Demander une réduction de loyer
Si le problème persiste malgré vos plaintes et que vous avez rassemblé suffisamment de preuves, vous pouvez adresser un courrier à votre propriétaire en invoquant l’article 1720 du Code civil, qui oblige le bailleur à garantir un usage paisible du logement. Joignez votre journal des nuisances et demandez-lui d’agir sous 15 jours.
En l’absence de réaction, vous pouvez commencer à payer votre loyer sous réserve, puis demander un remboursement partiel si vous obtenez gain de cause.
Toutefois, en cas de litige, vous devrez prouver que les nuisances sont excessives. Une expertise acoustique, qui peut coûter plusieurs centaines, voire milliers d’euros, pourrait être nécessaire.
Les recours judiciaires : une solution incertaine
Si vous décidez d’aller en justice, sachez que les chances de succès sont variables.
Dans certains cas, le tribunal peut estimer que les nuisances sont normales, notamment si l’immeuble est ancien et mal insonorisé. Le propriétaire n’est tenu d’assurer qu’un niveau d’insonorisation conforme aux normes en vigueur lors de la construction.
Si le bruit provient de jeunes enfants, la justice considère généralement qu’il s’agit d’un comportement normal et inévitable, protégé par le droit à la libre expression et au développement de l’enfant.
De plus, en cas d’échec, vous devrez assumer les frais de procédure.
Privilégiez le dialogue

Face à des voisins bruyants, il est essentiel d’évaluer le rapport coût/bénéfice des différentes actions possibles.

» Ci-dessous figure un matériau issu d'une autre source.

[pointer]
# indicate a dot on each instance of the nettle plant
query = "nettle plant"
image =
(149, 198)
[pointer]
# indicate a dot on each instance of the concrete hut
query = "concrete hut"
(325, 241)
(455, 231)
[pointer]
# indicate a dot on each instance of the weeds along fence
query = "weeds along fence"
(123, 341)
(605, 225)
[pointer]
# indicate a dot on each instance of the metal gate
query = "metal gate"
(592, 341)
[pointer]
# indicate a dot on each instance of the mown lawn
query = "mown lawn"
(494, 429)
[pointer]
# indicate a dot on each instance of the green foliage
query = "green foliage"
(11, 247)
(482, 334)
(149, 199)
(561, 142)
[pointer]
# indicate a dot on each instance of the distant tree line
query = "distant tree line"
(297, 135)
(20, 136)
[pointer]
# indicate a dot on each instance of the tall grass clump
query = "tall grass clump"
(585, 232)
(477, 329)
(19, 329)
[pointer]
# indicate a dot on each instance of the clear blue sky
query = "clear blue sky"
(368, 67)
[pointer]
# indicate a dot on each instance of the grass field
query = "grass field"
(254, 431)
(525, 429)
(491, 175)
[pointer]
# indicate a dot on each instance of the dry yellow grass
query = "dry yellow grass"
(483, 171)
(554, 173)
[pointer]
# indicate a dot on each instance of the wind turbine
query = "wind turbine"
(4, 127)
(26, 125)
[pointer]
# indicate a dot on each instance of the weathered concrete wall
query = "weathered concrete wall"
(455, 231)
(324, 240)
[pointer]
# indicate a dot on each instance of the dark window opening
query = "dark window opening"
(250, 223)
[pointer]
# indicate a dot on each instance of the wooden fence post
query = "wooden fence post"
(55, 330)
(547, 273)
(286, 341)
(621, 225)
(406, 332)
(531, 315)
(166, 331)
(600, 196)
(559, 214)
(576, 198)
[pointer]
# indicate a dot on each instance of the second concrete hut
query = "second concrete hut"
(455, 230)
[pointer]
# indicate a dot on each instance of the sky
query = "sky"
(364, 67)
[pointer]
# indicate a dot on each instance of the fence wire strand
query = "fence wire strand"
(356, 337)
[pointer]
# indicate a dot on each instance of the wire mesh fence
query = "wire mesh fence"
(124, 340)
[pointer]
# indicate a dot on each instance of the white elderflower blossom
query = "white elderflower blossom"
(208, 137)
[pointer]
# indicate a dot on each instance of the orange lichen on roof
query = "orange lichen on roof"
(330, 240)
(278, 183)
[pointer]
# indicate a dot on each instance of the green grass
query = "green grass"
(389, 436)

Favoriser un dialogue respectueux reste la meilleure approche pour éviter une escalade conflictuelle. Si vous pensez que le bruit est volontaire, il peut être le symptôme d’un différend sous-jacent, qui mérite d’être clarifié.
Quant aux forces de l’ordre, elles ne pourront généralement que demander aux voisins de faire attention, ce qui risque d’aggraver les tensions. Il vaut mieux donc réserver cette option aux cas extrêmes.